Medication alone is insufficient without concurrent hygiene measures to break the reinfection cycle. Pharmacists should advise:

For the first two weeks after treatment:

  • Wash all bedding, towels and sleepwear on the first morning of treatment at 60°C or above
  • Shower or bathe every morning to remove eggs deposited overnight
  • Wear close-fitting underwear at night to reduce egg dispersal
  • Keep fingernails short and scrub under them with a nail brush
  • Wash hands thoroughly before eating and after using the toilet
  • Avoid shaking bedding or clothing — this disperses eggs into the air
  • Damp-dust surfaces, particularly in bedrooms and bathrooms
  • Do not share towels

Ongoing:

  • Discourage nail-biting and thumb-sucking in children
  • Maintain regular handwashing routines

These measures sound extensive, but they are critical. Without them, the two-week egg survival period on surfaces creates a reservoir for reinfection that medication alone cannot address.

Why Reinfection Is So Common

Threadworm reinfection rates are high for three structural reasons:

  1. Egg longevity: Eggs survive up to 14 days on surfaces, bedding and clothing at room temperature
  2. Asymptomatic household members: Untreated family members act as a reservoir, passing infection back to the treated individual
  3. School and nursery exposure: Children reacquire infection from classmates, bringing it home again

Pharmacists should set realistic expectations: a single treatment episode may not achieve permanent eradication if environmental and household factors are not addressed.
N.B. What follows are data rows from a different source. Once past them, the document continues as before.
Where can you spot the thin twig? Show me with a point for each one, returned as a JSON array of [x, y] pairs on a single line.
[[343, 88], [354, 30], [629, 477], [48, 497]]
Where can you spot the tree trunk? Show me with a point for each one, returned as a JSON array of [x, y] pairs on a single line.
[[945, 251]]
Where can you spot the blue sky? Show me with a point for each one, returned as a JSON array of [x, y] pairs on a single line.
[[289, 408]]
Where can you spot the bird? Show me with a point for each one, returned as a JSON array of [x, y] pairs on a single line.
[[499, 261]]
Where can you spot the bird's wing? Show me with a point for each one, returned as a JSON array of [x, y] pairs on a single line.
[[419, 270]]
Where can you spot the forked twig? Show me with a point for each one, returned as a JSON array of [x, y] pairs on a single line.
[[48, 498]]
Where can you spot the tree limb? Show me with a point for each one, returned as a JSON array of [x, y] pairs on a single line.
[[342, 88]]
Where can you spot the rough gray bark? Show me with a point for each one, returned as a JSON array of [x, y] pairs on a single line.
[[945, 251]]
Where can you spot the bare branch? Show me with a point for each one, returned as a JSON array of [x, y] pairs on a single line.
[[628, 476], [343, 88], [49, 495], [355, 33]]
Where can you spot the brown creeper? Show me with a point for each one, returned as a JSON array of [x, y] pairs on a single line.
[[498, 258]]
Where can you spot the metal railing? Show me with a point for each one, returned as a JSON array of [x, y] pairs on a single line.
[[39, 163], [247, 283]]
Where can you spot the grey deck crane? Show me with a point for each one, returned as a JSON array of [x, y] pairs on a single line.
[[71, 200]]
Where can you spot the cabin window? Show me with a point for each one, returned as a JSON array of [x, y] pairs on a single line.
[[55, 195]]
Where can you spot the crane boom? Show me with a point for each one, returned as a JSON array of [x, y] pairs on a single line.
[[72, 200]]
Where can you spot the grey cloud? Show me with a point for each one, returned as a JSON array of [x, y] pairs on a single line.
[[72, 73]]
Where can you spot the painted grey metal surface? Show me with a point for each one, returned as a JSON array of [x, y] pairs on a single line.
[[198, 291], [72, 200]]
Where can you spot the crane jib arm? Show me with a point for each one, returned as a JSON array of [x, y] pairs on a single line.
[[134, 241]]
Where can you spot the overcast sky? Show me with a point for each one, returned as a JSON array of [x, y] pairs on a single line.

If a patient presents for the third or fourth time, it is worth exploring whether all household members are being treated simultaneously and whether the hygiene regimen is being followed consistently.

When to Refer

Most threadworm cases can be managed entirely within community pharmacy. Referral to a GP is appropriate when:

  • The patient is pregnant — mebendazole is contraindicated in the first trimester and the SPC advises avoiding it throughout pregnancy
  • The child is under two years of age — mebendazole is not licensed OTC for this age group
  • Symptoms persist despite two complete treatment courses with household treatment
  • There is perianal skin breakdown or secondary bacterial infection
  • The patient reports seeing worms other than threadworms (round, flat or segmented worms require different treatment)

A Common Condition, a Pharmacy Solution

Threadworm is unglamorous but extremely common, and pharmacy management is both effective and cost-efficient. By combining mebendazole supply with clear household treatment and hygiene advice, pharmacists can resolve most cases without GP involvement. The key message for patients: treat everyone, repeat at two weeks, and wash everything.